The picture you provide shows that it "aught to be" intuitive that the acceleration does not depend on the mass of the skier, but does not show the concept behind how that comes to be the case nor does it necessarily lead the the "m"'s cancelling out in the algebra in the manner asked about in post #1. I suspect that is why everyone opted for "inertial mass is the same as gravitational mass" as the statement of underlying concept.

It's also common in beginning students that they will accept two equal-mass skiers with the same acceleration side by side and even holding hands, but, should one skier jump into the other's arms, their intuition says, the acceleration should be different. Being wrapped in each others arms is different from just holding hands - ask anybody ;)

But at least it shows how to get there without having the result fall out in the algebra.

12. Jun 12, 2013

### atyy

Yes, that's a great way of saying it.

In jargony terms, it's called "universality of free fall", and is a form of the "weak equivalence principle".

It's the observation that heavy and light objects dropped from the same height reach the ground at the same time (assuming air resistance can be ignored, and as long as both falling masses are much smaller than the earth's mass).

13. Jun 12, 2013

### WannabeNewton

The equivalence of inertial and gravitational mass has been verified to great accuracy via experiment. See e.g. the famous Eotvos experiment. I have yet to see a first principles proof of it, be it conceptual or mathematical. Conceptual arguments that pertain to certain earth bound situations can certainly be helpful in understanding those particular situations but they do not prove the equivalence in full generality.

14. Jun 12, 2013

### Simon Bridge

I thought it was empirical?

15. Jun 12, 2013

### WannabeNewton

That's my understanding as well, which is why I was saying conceptual arguments of the above sort are great for specific cases but they don't do much to prove to a person why gravitational and inertial mass are equivalent. If someone wanted a justification for it they would have to turn to experiment.

16. Jun 12, 2013

### Simon Bridge

If it is, fundamentally, a synthetic statement, then it cannot be proved.
Anyone looking for a proof is going to be disappointed aren't they?

Besides, I'm not sure that OP was actually asking for a proof... doesn't post #1 specifically ask for a conceptual understanding?

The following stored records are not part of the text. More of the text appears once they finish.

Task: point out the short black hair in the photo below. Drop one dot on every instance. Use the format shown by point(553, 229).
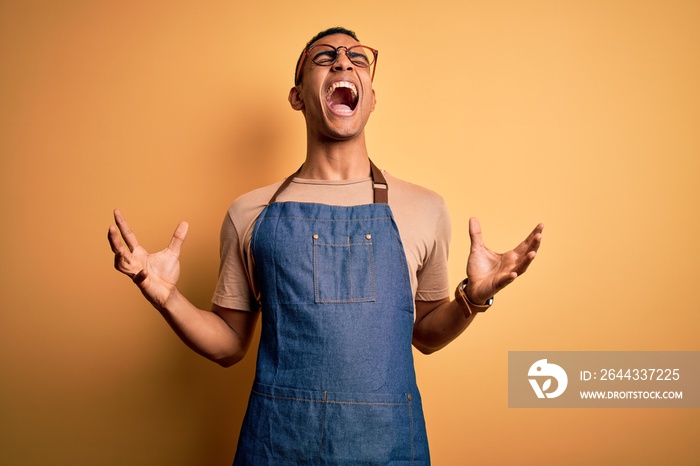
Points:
point(327, 32)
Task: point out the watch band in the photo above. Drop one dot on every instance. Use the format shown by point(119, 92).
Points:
point(469, 307)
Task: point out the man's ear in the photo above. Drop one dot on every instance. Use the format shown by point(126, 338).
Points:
point(295, 99)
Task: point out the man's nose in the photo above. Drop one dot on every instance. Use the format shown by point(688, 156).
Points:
point(343, 62)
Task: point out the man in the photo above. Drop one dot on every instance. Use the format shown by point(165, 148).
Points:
point(348, 266)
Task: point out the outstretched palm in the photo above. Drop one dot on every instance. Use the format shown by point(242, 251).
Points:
point(489, 271)
point(155, 274)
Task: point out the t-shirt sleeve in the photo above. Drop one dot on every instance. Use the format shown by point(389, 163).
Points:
point(233, 290)
point(433, 276)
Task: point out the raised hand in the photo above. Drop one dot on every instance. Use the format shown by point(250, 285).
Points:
point(155, 274)
point(488, 271)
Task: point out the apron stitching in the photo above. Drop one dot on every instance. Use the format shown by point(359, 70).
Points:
point(410, 416)
point(323, 427)
point(327, 219)
point(352, 293)
point(326, 401)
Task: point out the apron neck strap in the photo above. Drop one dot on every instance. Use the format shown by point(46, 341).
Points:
point(379, 185)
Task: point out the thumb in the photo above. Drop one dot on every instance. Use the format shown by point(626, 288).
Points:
point(475, 234)
point(140, 277)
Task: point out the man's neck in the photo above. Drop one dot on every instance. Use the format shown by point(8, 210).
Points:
point(340, 160)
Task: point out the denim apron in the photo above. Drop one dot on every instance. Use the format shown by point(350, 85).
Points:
point(335, 381)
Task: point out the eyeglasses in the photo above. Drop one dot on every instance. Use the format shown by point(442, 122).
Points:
point(326, 55)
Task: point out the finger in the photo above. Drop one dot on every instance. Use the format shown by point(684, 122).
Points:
point(140, 277)
point(532, 242)
point(128, 235)
point(525, 263)
point(475, 234)
point(115, 241)
point(178, 238)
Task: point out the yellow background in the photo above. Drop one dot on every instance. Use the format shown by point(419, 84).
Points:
point(583, 115)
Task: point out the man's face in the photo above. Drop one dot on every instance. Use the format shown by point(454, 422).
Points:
point(336, 100)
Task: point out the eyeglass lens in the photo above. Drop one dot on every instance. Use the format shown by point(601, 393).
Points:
point(326, 55)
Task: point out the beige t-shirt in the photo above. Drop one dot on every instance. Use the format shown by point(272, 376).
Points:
point(420, 214)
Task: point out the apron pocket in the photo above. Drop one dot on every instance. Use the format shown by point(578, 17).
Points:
point(344, 269)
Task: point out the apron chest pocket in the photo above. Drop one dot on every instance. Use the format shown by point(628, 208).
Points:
point(344, 269)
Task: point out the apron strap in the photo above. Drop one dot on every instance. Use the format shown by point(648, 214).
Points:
point(379, 185)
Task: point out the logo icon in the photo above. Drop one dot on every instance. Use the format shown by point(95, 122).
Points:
point(543, 370)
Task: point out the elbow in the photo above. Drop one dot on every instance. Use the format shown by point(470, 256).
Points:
point(425, 349)
point(228, 360)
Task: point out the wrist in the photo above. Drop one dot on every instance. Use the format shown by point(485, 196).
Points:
point(468, 306)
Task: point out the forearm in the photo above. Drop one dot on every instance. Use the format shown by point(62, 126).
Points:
point(438, 323)
point(205, 332)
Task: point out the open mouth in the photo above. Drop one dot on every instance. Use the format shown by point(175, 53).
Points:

I guess I don't understand the point you are making: could you clarify please?

17. Jun 12, 2013

### WannabeNewton

I was talking about post #10 (specifically the first paragraph of post #10) in relation to posts #4 and #3 and saying that while post #10 provides a conceptual argument for the specific physical situation it deals with, it does not explain why inertial and gravitational mass are equivalent in general. This is something that must be accepted by virtue of experiment. Perhaps I should have quoted what I was referring to so as to have not creating any ambiguity.

18. Jun 12, 2013

### Simon Bridge

Ah - gotcha... I had noticed that too.
Of course, it doesn't have to.

Yeh - it wasn't clear if you were saying that you thought that the truth of the equivalence principle could be known a-priori ... which, if so, would end a long-standing philosophical argument.

Many students seem to think that everything should be provable from first principles: the post would have worked with a short sentence to the effect that
.

To be fair - post #10 is higher than the usual calibre of debut posts.

19. Jun 12, 2013

### WannabeNewton

Oh heavens no. In fact the Eotvos experiment is probably one of the coolest experiments ever! What's the fun if we know things a-priori :tongue:

Oh for sure, post #10 was nothing short of great. I was just saying that something along the lines of post #9 in particular would suffice in explaining, in general, why mass doesn't matter for free fall in a gravitational field.